Davalı işveren TİS zamlarının davacıya tam olarak uygulandığını savunarak davanın reddini talep etmiştir.
Mahkemece istek gibi hüküm kurulmuştur.
Öncelikle işe girişten 13 yıl sonra açılan ve oldukça uzun bir dönem için hesap yapılan bu davada, davalı işverenin ödediği aylık ücret ile bilirkişinin hesapladığı aylık ücret arasında ilk fark oluştuğunda, bu farkın nedeninin uzun hesap silsilesi içinde değil, ilk fark oluşmaya başladığında dayanağının ve ne kadar eksik uygulandığının denetlemeye elverişli olacak şekilde açıklanması gerekmektedir.

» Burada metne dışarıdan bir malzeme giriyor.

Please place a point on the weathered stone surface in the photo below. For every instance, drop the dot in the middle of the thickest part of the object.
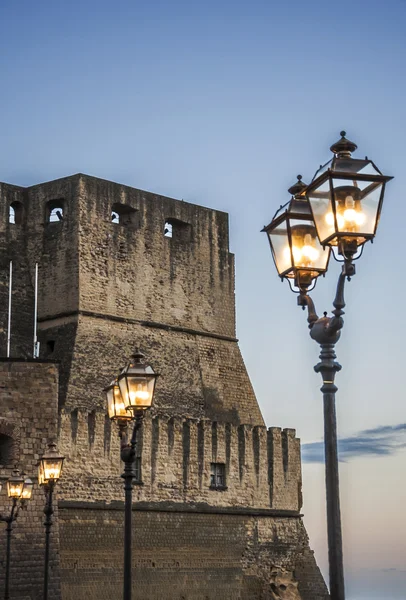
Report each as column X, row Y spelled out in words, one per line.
column 105, row 288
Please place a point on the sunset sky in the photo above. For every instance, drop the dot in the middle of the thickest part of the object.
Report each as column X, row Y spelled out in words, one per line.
column 222, row 103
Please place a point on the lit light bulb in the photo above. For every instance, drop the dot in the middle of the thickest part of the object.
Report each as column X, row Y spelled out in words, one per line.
column 352, row 216
column 139, row 395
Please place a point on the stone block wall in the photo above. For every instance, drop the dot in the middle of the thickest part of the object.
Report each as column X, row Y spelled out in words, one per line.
column 29, row 416
column 262, row 467
column 187, row 555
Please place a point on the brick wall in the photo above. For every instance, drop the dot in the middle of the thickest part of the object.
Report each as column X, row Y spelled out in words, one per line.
column 183, row 555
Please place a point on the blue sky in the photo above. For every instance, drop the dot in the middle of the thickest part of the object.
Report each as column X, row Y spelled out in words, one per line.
column 222, row 104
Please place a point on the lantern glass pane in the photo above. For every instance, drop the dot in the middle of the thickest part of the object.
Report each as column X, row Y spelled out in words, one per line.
column 115, row 405
column 307, row 250
column 279, row 240
column 357, row 204
column 320, row 201
column 41, row 479
column 15, row 488
column 52, row 468
column 140, row 391
column 27, row 489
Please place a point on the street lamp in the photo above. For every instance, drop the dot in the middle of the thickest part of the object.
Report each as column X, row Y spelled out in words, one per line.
column 345, row 201
column 128, row 396
column 18, row 488
column 49, row 472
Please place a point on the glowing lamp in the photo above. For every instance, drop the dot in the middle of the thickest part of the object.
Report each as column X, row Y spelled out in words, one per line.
column 15, row 485
column 27, row 489
column 137, row 384
column 115, row 405
column 50, row 465
column 345, row 197
column 297, row 252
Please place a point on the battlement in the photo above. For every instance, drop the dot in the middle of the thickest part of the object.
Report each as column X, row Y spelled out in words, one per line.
column 178, row 456
column 121, row 252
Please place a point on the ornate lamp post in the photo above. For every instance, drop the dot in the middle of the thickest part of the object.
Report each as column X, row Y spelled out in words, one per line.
column 18, row 488
column 49, row 472
column 343, row 203
column 128, row 396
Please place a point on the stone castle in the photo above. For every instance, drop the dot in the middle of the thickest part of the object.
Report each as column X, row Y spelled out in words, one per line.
column 217, row 496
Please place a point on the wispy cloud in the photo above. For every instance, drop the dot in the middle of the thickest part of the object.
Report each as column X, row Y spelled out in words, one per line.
column 381, row 441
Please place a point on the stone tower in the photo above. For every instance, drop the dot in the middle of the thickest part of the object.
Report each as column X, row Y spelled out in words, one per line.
column 119, row 268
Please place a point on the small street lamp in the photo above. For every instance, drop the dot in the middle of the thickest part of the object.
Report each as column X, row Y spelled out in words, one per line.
column 342, row 205
column 18, row 489
column 128, row 397
column 49, row 472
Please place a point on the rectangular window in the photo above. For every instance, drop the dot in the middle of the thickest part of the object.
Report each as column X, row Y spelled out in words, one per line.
column 218, row 476
column 137, row 470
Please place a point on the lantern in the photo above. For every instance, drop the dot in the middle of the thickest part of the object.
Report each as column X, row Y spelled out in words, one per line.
column 115, row 405
column 292, row 235
column 346, row 196
column 50, row 465
column 137, row 384
column 15, row 485
column 27, row 489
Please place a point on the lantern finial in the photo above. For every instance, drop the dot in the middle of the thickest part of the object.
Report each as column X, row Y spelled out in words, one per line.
column 297, row 188
column 138, row 356
column 343, row 147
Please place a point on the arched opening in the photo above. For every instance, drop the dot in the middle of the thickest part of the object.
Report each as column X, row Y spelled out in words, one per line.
column 54, row 211
column 16, row 210
column 6, row 449
column 122, row 214
column 179, row 231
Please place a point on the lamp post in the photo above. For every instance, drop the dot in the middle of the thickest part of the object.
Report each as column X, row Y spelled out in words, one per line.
column 342, row 205
column 128, row 396
column 18, row 488
column 49, row 472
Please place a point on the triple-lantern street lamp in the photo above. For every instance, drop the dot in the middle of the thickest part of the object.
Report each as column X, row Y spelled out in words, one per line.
column 337, row 212
column 19, row 490
column 129, row 395
column 49, row 472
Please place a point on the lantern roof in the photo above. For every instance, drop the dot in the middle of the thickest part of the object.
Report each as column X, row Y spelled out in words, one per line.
column 343, row 163
column 297, row 207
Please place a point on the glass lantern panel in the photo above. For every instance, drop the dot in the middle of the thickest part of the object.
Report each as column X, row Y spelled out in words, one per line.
column 320, row 202
column 52, row 468
column 140, row 391
column 15, row 488
column 115, row 405
column 279, row 240
column 357, row 204
column 308, row 253
column 41, row 479
column 27, row 489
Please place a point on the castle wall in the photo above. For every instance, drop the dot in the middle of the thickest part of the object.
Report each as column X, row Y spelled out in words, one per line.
column 176, row 456
column 184, row 555
column 29, row 416
column 132, row 270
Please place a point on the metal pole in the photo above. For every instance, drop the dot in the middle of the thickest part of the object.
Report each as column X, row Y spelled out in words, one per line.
column 10, row 287
column 326, row 331
column 328, row 368
column 35, row 349
column 9, row 528
column 48, row 511
column 128, row 457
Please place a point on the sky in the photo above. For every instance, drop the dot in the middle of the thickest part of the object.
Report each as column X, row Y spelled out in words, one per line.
column 222, row 104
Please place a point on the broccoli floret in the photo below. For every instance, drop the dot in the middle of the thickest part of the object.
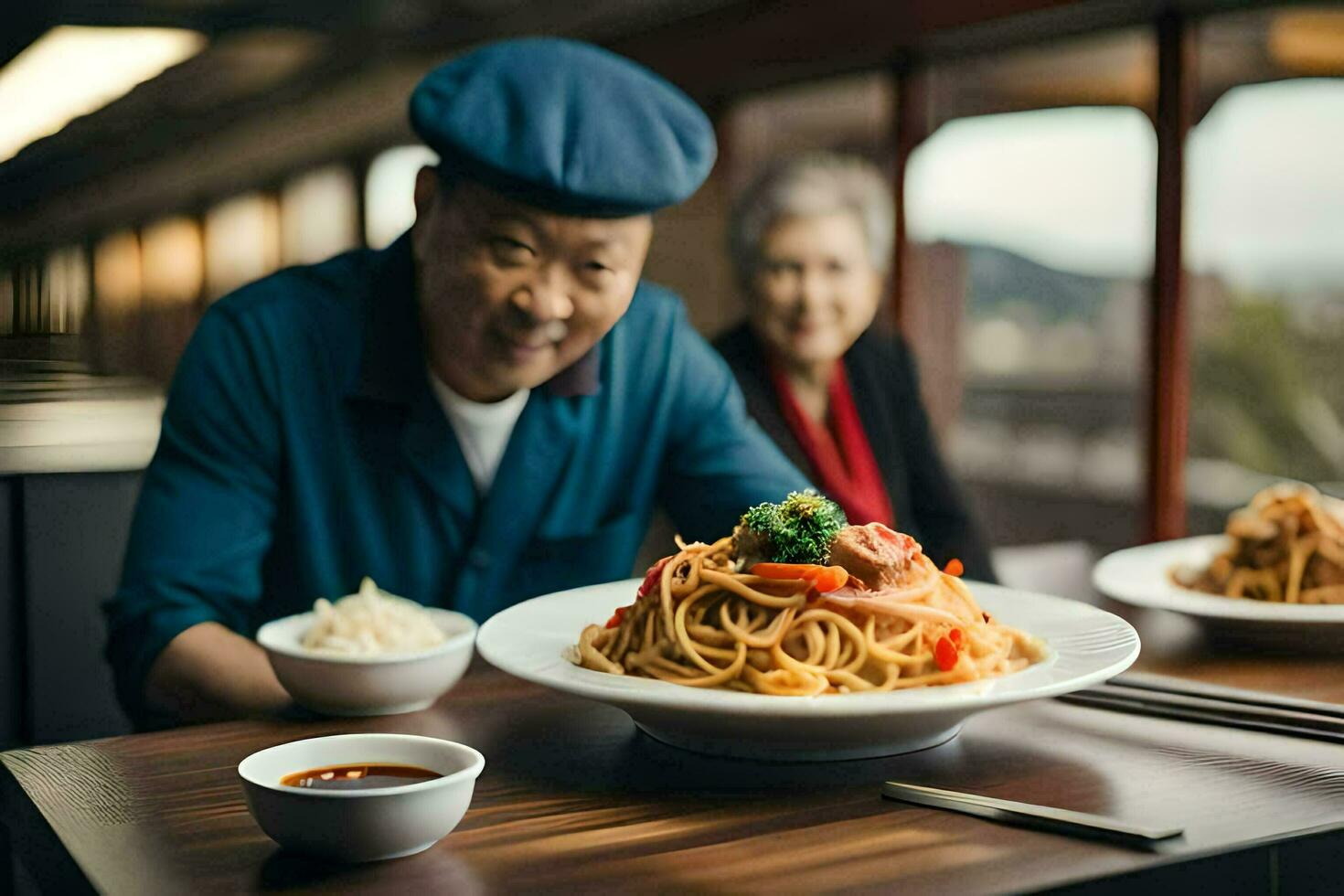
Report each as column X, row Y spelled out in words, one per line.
column 798, row 529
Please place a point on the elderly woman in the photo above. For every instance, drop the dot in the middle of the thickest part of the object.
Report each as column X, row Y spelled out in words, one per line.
column 811, row 242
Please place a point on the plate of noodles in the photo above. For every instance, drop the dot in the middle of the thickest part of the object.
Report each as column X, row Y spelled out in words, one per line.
column 795, row 638
column 1277, row 570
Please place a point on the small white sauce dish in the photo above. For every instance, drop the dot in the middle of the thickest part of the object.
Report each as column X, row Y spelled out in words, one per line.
column 360, row 825
column 378, row 686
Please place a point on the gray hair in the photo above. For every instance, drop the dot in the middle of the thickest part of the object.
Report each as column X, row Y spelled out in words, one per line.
column 811, row 186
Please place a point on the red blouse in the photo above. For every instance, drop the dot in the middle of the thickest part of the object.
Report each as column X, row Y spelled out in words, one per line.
column 839, row 452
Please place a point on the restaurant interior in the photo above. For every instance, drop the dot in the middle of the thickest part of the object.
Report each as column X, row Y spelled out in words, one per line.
column 1118, row 262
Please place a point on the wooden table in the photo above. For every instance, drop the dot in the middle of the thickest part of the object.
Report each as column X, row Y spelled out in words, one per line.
column 575, row 798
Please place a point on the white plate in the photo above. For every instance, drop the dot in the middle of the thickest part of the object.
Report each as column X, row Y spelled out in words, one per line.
column 1086, row 645
column 1141, row 577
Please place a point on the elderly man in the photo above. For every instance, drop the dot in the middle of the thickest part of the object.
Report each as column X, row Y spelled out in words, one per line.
column 486, row 410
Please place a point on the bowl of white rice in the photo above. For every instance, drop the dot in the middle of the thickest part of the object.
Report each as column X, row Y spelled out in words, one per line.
column 368, row 653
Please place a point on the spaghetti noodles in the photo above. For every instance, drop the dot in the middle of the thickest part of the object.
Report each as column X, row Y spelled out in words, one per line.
column 700, row 621
column 1287, row 547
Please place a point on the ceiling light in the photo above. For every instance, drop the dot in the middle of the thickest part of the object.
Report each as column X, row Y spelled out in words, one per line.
column 73, row 70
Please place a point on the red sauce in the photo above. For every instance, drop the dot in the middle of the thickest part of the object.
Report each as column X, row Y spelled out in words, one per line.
column 359, row 776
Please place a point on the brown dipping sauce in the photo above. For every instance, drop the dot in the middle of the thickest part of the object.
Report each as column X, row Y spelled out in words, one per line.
column 359, row 776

3-Davacının 22.07.2004 tarihinde taraf sendikadan çekilip başka bir sendikaya üye olduğu mahkemenin de kabulündedir. Böyle olunca üyelikten çekilme tarihinden bir ay sonrasından itibaren davacı hakkında TİS zamlarının uygulanması ve TİS in hizmet akti olarak devam etmesi mümkün olmadığı halde, fark ücretin 22.08.2004 tarihinden sonrası içinde TİS zamları uygulanarak hesaplanması, ilave tediye alacağının da bu şekilde belirlenen ücret miktarından hesaplanması da yine yerinde değildir.
F) Sonuç:
Temyiz olunan kararın yukarıda yazılı sebepten BOZULMASINA, 28.02.2013 gününde oybirliğiyle karar verildi.